Kapwani Kiwanga (born 1978 in Hamilton, Canada, lives in Paris) traces historical narratives, excavating and considering the global impact of international relationships—including
colonialism—in its manifold aspects, and how it permeates contemporary culture. Unveiling the pervasive impact of power asymmetries by placing narratives from the past in dialogue with contemporary realities, the archive, and tomorrow's possibilities—as in her most exhibited project
Flowers for Africa, begun in 2013—her work is research-driven, instigated by marginalized or forgotten histories, and articulated across a range of materials and mediums including sculpture, installation, photography, video, and performance. Materiality and the economics of material production is a recurring element in Kiwanga's work, pointing to exploitation and how it manifests between politics and culture. Informed by her own biography—raised in working-class Canada, spending time with family in Tanzania, and living in France for over a decade—she is interested in the multiplicities of perspective inherent in chronicling social and political moments. With a background in anthropology and social sciences, Kiwanga embraces a subjective reading of the archive, exploring ideas around belief, mythology, and impermanence. Kiwanga co-opts the canon; she turns systems of power back on themselves, both in art and in parsing broader histories. In this manner Kiwanga has developed an aesthetic vocabulary that she describes as "exit strategies," works that invite one to see things from multiple perspectives so as to look severally at existing structures and find ways to navigate the future differently.

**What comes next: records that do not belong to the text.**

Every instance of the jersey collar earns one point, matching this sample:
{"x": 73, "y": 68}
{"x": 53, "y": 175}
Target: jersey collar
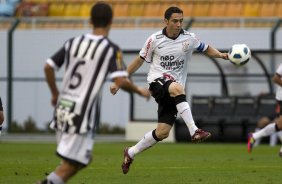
{"x": 164, "y": 33}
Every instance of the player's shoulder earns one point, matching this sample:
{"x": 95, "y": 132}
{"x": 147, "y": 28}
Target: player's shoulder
{"x": 157, "y": 35}
{"x": 112, "y": 44}
{"x": 189, "y": 34}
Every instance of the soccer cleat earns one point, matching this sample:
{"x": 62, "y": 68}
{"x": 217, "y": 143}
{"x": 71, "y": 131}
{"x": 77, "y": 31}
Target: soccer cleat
{"x": 200, "y": 135}
{"x": 251, "y": 142}
{"x": 126, "y": 162}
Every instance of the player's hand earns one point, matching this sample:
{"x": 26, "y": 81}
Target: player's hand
{"x": 114, "y": 88}
{"x": 224, "y": 56}
{"x": 144, "y": 92}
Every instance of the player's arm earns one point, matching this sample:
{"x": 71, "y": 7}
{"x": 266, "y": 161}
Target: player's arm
{"x": 55, "y": 62}
{"x": 51, "y": 81}
{"x": 213, "y": 52}
{"x": 135, "y": 65}
{"x": 277, "y": 79}
{"x": 132, "y": 67}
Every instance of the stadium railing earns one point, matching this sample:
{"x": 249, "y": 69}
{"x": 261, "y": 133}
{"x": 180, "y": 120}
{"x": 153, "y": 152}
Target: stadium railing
{"x": 228, "y": 118}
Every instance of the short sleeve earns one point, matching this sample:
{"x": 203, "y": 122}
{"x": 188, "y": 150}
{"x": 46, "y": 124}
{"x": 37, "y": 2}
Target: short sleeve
{"x": 117, "y": 67}
{"x": 198, "y": 44}
{"x": 57, "y": 60}
{"x": 147, "y": 50}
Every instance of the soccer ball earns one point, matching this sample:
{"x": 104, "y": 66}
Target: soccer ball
{"x": 239, "y": 54}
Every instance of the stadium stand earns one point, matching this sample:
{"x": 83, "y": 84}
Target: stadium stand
{"x": 153, "y": 8}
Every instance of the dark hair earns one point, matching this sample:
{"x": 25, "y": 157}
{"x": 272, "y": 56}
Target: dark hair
{"x": 101, "y": 14}
{"x": 172, "y": 10}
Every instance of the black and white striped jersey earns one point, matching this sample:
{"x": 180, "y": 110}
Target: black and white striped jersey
{"x": 169, "y": 56}
{"x": 88, "y": 59}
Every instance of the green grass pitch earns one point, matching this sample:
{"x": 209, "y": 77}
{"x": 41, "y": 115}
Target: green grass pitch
{"x": 165, "y": 163}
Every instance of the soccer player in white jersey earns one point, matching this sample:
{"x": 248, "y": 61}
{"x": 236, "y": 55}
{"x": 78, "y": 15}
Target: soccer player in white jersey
{"x": 1, "y": 116}
{"x": 168, "y": 52}
{"x": 277, "y": 124}
{"x": 88, "y": 59}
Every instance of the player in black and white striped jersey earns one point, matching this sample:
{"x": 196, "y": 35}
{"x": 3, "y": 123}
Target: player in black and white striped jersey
{"x": 88, "y": 59}
{"x": 1, "y": 116}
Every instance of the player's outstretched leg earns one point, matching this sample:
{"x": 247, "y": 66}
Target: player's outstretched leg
{"x": 127, "y": 161}
{"x": 280, "y": 152}
{"x": 200, "y": 135}
{"x": 251, "y": 142}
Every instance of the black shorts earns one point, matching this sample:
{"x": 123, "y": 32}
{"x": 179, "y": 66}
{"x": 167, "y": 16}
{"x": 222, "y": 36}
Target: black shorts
{"x": 167, "y": 111}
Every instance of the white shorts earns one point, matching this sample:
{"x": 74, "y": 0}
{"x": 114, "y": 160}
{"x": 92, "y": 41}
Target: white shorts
{"x": 75, "y": 147}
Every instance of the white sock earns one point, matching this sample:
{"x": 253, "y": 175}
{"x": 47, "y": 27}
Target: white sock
{"x": 185, "y": 112}
{"x": 259, "y": 139}
{"x": 54, "y": 178}
{"x": 266, "y": 131}
{"x": 145, "y": 143}
{"x": 279, "y": 134}
{"x": 273, "y": 139}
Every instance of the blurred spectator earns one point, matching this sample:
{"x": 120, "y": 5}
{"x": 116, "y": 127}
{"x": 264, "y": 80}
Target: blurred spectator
{"x": 8, "y": 7}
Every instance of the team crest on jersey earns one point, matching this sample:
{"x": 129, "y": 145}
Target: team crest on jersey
{"x": 185, "y": 46}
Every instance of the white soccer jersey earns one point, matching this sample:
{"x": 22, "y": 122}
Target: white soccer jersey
{"x": 88, "y": 59}
{"x": 169, "y": 56}
{"x": 279, "y": 88}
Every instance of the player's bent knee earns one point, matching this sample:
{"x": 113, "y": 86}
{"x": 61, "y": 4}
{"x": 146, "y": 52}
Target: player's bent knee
{"x": 176, "y": 89}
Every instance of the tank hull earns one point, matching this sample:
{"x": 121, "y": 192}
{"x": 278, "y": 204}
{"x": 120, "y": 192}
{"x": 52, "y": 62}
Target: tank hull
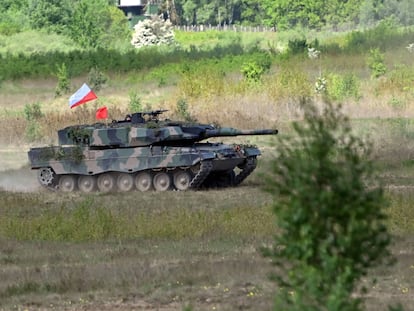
{"x": 71, "y": 168}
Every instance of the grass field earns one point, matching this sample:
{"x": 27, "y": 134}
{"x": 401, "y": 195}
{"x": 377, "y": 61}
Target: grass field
{"x": 195, "y": 250}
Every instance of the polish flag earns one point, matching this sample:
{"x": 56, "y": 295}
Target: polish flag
{"x": 83, "y": 95}
{"x": 102, "y": 113}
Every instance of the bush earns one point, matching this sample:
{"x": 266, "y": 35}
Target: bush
{"x": 343, "y": 87}
{"x": 135, "y": 104}
{"x": 63, "y": 85}
{"x": 329, "y": 213}
{"x": 376, "y": 64}
{"x": 96, "y": 79}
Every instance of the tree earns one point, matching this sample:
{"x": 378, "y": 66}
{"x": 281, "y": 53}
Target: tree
{"x": 329, "y": 213}
{"x": 89, "y": 22}
{"x": 52, "y": 15}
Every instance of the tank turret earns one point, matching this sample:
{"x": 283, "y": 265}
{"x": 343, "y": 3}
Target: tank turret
{"x": 137, "y": 132}
{"x": 143, "y": 152}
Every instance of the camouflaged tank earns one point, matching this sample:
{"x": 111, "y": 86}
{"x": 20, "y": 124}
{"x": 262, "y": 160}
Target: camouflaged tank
{"x": 144, "y": 153}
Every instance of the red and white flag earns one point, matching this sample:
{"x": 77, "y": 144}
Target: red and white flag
{"x": 102, "y": 113}
{"x": 83, "y": 95}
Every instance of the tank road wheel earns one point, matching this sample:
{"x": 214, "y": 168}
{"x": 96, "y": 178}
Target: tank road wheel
{"x": 143, "y": 181}
{"x": 106, "y": 182}
{"x": 182, "y": 179}
{"x": 162, "y": 181}
{"x": 87, "y": 183}
{"x": 67, "y": 183}
{"x": 46, "y": 177}
{"x": 125, "y": 182}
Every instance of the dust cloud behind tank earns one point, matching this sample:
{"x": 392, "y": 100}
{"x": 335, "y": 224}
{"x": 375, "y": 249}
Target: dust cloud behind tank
{"x": 144, "y": 153}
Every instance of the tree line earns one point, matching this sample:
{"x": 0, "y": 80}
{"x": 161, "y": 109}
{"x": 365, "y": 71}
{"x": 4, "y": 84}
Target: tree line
{"x": 99, "y": 23}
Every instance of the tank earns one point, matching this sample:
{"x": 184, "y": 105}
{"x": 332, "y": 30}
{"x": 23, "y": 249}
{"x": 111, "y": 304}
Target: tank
{"x": 144, "y": 153}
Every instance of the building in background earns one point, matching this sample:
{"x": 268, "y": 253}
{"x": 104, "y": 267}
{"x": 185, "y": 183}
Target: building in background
{"x": 136, "y": 10}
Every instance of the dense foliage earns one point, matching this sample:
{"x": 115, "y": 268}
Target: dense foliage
{"x": 89, "y": 21}
{"x": 330, "y": 214}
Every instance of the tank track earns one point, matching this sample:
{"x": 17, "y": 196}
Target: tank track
{"x": 247, "y": 169}
{"x": 205, "y": 169}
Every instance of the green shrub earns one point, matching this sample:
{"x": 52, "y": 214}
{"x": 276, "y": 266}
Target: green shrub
{"x": 182, "y": 109}
{"x": 330, "y": 214}
{"x": 96, "y": 79}
{"x": 135, "y": 104}
{"x": 63, "y": 85}
{"x": 33, "y": 112}
{"x": 376, "y": 63}
{"x": 252, "y": 72}
{"x": 297, "y": 46}
{"x": 340, "y": 87}
{"x": 33, "y": 131}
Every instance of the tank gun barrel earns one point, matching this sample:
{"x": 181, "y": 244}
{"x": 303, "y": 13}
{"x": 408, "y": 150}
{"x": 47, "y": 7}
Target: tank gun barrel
{"x": 228, "y": 131}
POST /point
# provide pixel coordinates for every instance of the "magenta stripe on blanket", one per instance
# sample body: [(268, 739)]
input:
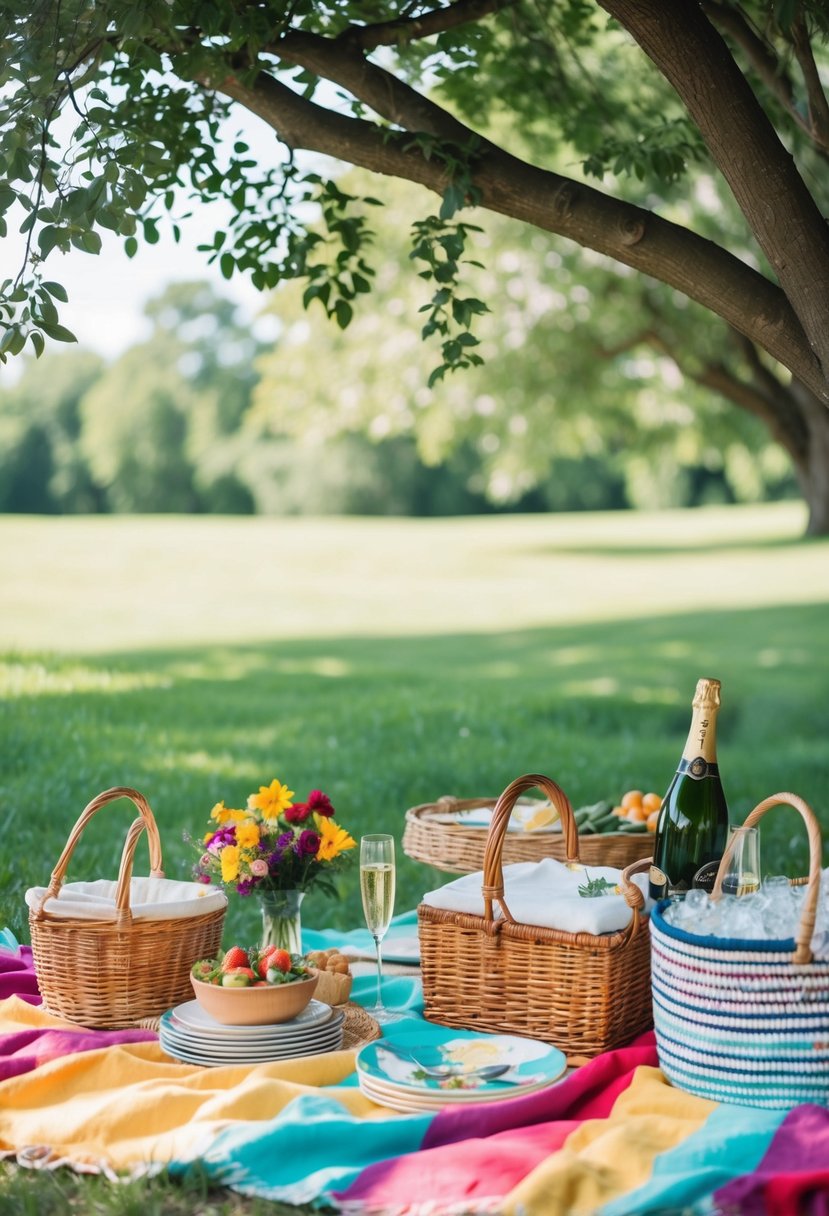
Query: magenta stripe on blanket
[(17, 975), (483, 1152), (27, 1050), (793, 1175)]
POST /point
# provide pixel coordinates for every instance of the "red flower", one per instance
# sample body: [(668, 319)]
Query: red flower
[(320, 804), (298, 812)]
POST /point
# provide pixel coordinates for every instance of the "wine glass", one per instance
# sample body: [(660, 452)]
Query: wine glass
[(377, 889), (742, 874)]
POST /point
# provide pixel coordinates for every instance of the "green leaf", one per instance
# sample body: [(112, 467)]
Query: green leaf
[(56, 290), (48, 237), (343, 311)]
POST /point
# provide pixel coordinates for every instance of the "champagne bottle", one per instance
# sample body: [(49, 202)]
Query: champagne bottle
[(693, 818)]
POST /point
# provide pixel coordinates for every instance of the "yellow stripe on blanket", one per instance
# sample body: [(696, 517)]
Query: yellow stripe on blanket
[(133, 1105), (608, 1158)]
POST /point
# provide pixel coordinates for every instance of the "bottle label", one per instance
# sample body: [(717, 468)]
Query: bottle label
[(657, 883), (699, 767), (706, 876)]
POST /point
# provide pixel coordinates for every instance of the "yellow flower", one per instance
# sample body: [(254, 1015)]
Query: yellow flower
[(247, 836), (221, 814), (230, 863), (333, 839), (271, 800)]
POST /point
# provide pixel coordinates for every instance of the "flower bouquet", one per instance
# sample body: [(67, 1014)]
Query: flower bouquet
[(276, 849)]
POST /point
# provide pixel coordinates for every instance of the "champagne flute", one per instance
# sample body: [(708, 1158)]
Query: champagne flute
[(742, 874), (377, 889)]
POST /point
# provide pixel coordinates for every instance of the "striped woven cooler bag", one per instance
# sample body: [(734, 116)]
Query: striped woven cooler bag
[(745, 1022)]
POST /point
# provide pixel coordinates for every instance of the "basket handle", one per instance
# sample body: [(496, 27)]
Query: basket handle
[(804, 939), (146, 821), (492, 887)]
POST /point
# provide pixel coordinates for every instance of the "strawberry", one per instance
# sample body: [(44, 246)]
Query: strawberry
[(237, 977), (263, 962), (278, 961), (235, 957)]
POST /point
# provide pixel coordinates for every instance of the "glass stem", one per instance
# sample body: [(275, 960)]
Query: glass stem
[(378, 944)]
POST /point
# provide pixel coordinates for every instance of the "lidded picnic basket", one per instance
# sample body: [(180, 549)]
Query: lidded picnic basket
[(582, 992), (117, 955), (745, 1022), (460, 848)]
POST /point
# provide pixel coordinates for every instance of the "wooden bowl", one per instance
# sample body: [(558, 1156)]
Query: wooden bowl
[(254, 1006)]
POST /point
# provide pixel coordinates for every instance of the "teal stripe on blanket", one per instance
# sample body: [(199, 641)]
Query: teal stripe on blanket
[(732, 1142), (289, 1158)]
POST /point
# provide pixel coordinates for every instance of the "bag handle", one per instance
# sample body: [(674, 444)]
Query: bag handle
[(492, 885), (804, 939), (146, 821)]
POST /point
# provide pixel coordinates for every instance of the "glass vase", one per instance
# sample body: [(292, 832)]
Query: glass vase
[(281, 919)]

Kapwani Kiwanga studied Anthropology and Comparative Religion at McGill University, Montreal, and Visual Arts at the École des Beaux-Arts de Paris. She has presented solo exhibitions at the New Museum, New York; MIT List Visual Arts Center, Cambridge, Massachusetts; Artpace, San Antonio; The Power Plant, Toronto; Tramway, Glasgow; South London Gallery, London; and the
Jeu de Paume, Paris. Recent group exhibitions include the 59th Venice Biennale; LUMA, Arles; the Hammer Museum, Los Angeles; SALT, Istanbul; and the Whitechapel Gallery, London. In 2018 she received the Frieze Artist Award, and was the recipient of the 2018 Sobey Art Award. In 2020, she was awarded the Marcel Duchamp Prize, and she was chosen to represent Canada at 2024 Venice Biennale.